With interest rates still expected to rise, many investors lack confidence in the bond market. At the same time the absolute level of rates, though higher than before, discourages an outright move to cash.
Real estate, a popular alternative, has fared well in recent years. Yet as interest rates rise, particularly on the popular 30-year fixed mortgage, demand suffers — a trend reflected by the recent drop in homebuilder confidence.
Emerging markets provide yet another possibility, albeit a volatile one. The group, which has struggled this year, has outperformed U.S. stocks in recent weeks. The MSCI index of emerging market shares gained 0.5% on the session led by Chinese stocks.
Even Bitcoin, which began its historic run following last Thanksgiving, has offered no relief. The world’s largest and most well-known cryptocurrency shot above $19,000 before returning the entire gain plus an additional 30%. It now sits below $5,000, its lowest level in more than a year. The sharp reversal has been damaging to both crypto-speculators and the technology companies, particularly the semiconductor companies, that helped fuel the adoption.
For speculative opportunities, Rogers suggests looking abroad.
“Just like your parents taught you, buy low and sell high. China’s down 60% from its all-time high. Japan’s down 50% — I’m not buying Japan. I don’t own Japan. Russia is hated — I own Russian shares; I own Russian bonds; I own the currency.”
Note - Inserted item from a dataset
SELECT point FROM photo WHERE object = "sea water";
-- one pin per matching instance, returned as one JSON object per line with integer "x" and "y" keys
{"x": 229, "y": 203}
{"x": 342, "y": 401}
“There are places that are down, and down a lot. And if your mother was right, these are the places you should be looking.”
In particular, Rogers has been looking to Zimbabwe for opportunity.
“Zimbabwe’s a disaster. A man, in 1980, took over and became a dictator pretty quickly thereafter and proceeded to ruin the country for the next 37 years.”
Now, things are set to change.
“They threw him out last year and I know things are going to change. They may get worse, but I would suspect Zimbabwe is now an interesting place to look.”
Nevertheless, Rogers recommends caution.
“If you can’t find Zimbabwe on a map, if you don’t know where Ghana is, please do not invest in either of those countries. Only invest in what you, yourself, know a lot about. If you don’t know that Ghana has a lot of cocoa and a lot of gold, please don’t pay attention.”
It’s true. These opportunities aren’t for everyone.
Steve Todoruk, an investment executive at Sprott, would rather pass. Nonetheless, he agrees there are some interesting opportunities in West Africa, particularly in the Republic of Mali.
“For very special gold deposits in Mali, I’m prepared to take a certain amount of political risk, but the deposit has to be extra special.”
TIME FOR COMMODITIES
The general underperformance of commodities relative to stocks may signal a speculative opportunity.
“Sugar, believe it or not, is down something like 80% from its all-time high. [T]here’s not much in the world, in life, that’s down 80% over the past 40 years,” said Rogers.
Regarding oil and the possibility of OPEC action, Rogers added,
“I have learned not to pay too much attention to [OPEC] … if you’re going to figure out the price of oil.”
“Oil is making a complicated bottom. We’re going to look back one day and say, ‘2015, ‘16, ‘17, ‘18, ‘19 oil made its bottom and it went up again.’ … So be careful, don’t sell your oil.”
Gold, the historical alternative, has been surprisingly quiet given the stock market volatility. Gaffney believes dollar strength and rate hiking cycle are primarily responsible.
“Investors really haven’t moved back in to the precious metals as a safe haven. We did expect to see some of that buying occur as this volatility has hit the markets. But there are a number of factors that continue to weigh on the price of gold, mainly a stronger U.S. dollar and interest rate expectations … we do expect the Fed to continue raising rates.”
So, is it time to buy commodities? Rogers believes it is.
“It is the time to buy commodities again. I would say to you, write it down — commodities are going to do better than stocks.”